If you or someone you know suddenly appears confused, this could be a potentially serious situation.

According to the Cleveland Clinic, this could be a sign of delirium, an unexpected shift in mental status. A person experiencing delirium may seem to suddenly have trouble thinking clearly or appear disoriented. While delirium tends to affect older people, it is not the same as having a "senior moment." It is important to note, however, that while delirium is not a disease or long-term like dementia and Alzheimer's disease, someone can experience delirium at the same time as dementia or Alzheimer's.

There are two types of delirium: hyperactive delirium and hypoactive delirium. If an individual experiences hyperactive delirium, that person will be overactive, agitated, or restless. Someone experiencing hypoactive delirium will appear sleepy and slow to respond. Hypoactive delirium, which is sometimes mistaken for depression, is the more common of the two types, accounting for up to 75% of delirium cases. However, it is not entirely uncommon for someone to experience hyperactive delirium and hypoactive delirium at the same time, seeming alert one moment, and then suddenly becoming drowsy (via Cleveland Clinic).

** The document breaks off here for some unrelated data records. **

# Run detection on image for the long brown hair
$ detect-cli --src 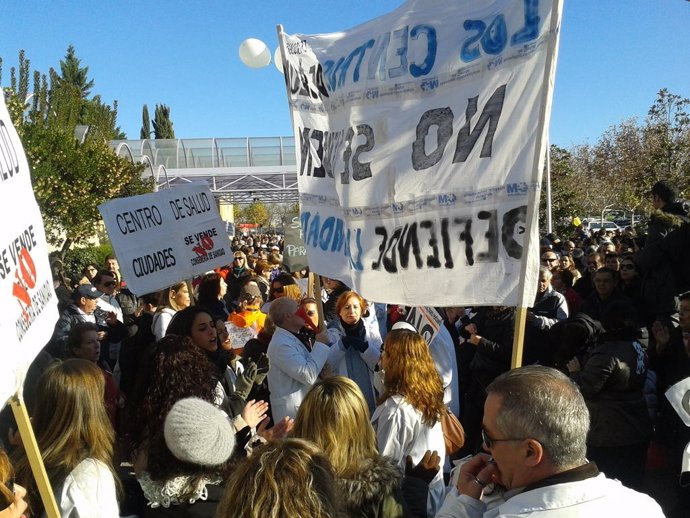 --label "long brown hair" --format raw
[379,329,446,426]
[15,359,118,516]
[216,439,340,518]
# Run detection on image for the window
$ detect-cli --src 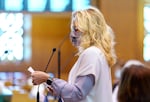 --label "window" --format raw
[0,0,96,12]
[143,6,150,61]
[0,13,30,62]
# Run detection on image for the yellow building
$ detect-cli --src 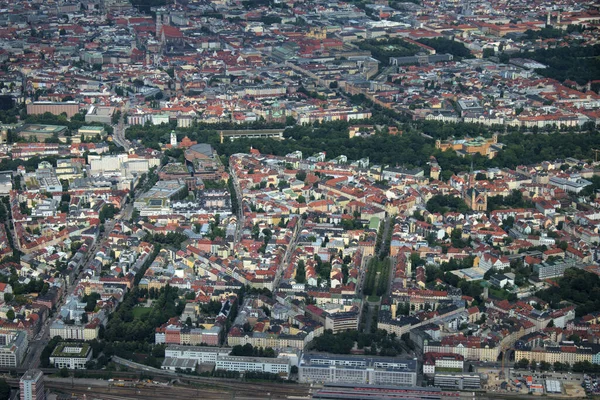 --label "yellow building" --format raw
[435,134,498,159]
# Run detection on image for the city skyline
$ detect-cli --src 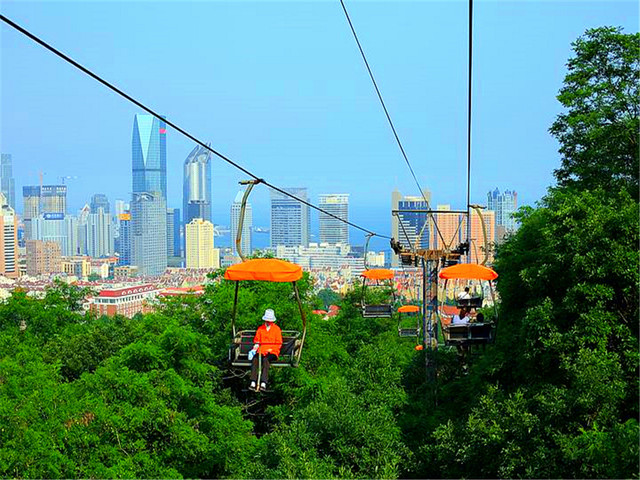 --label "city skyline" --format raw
[1,2,638,248]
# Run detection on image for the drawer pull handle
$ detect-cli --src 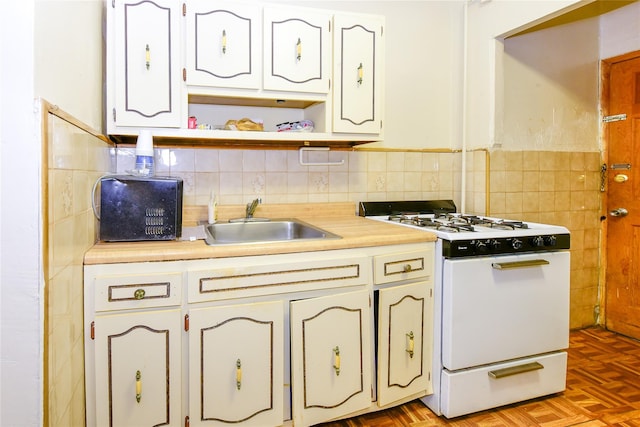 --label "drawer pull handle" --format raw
[222,30,227,55]
[491,259,549,270]
[236,359,242,390]
[406,331,414,359]
[488,362,544,379]
[136,371,142,403]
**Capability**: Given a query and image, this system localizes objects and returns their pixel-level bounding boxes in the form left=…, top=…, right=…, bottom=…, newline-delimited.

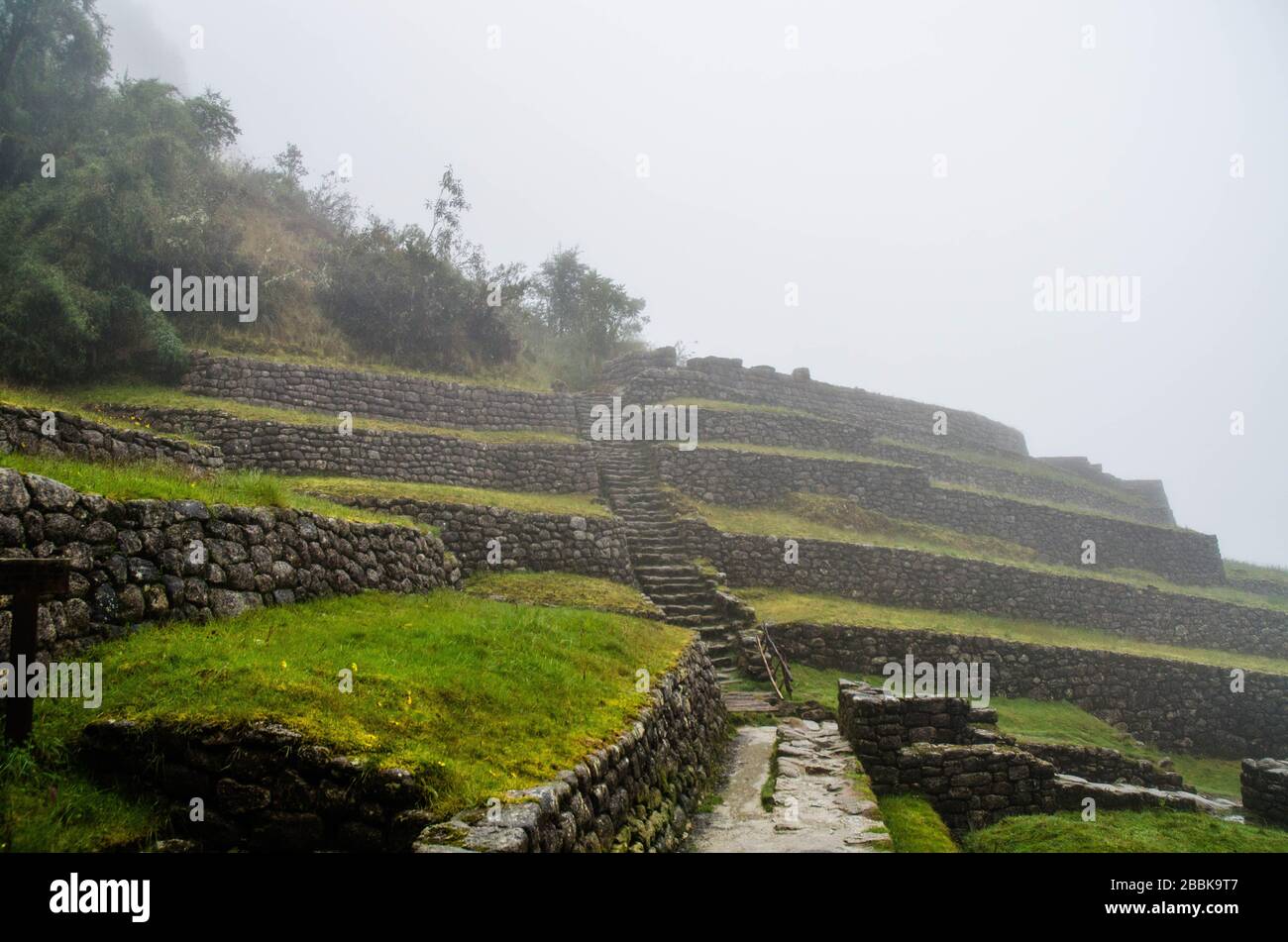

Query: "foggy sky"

Delirium: Causes and treatments

There are a variety of circumstances that can trigger delirium. According to WebMD, they range from things that are somewhat within your control — alcohol consumption, low sodium and calcium levels, and being overtired — to medical conditions, such as diabetes, Parkinson's disease, cancer, and dementia. Also, long hospital stays and pain management issues can trigger delirium in some people.

Treatment will vary depending on test results. In addition to conducting an exam and asking questions about symptoms, a doctor may carry out blood tests, as well as use X-rays, MRIs, and CT scans to determine the root cause of the delirium. If a doctor can identify a cause and get it under control, the delirium may subside. However, recovery can vary between a few hours to a few days or longer. A doctor might prescribe medication in the meantime to help a patient stay calm and relaxed as they recover.

As a patient recovers, caregivers should make sure the person eats regularly, drinks enough fluids, gets quality sleep, and encourage the person to move around with help, if it's safe. Preventing delirium will depend on the affected individual. However, having an action plan in place for how to handle the delirium and being familiar with the person's medications is critical. This will also ensure healthcare providers have all the information they need during appointments (via WebMD).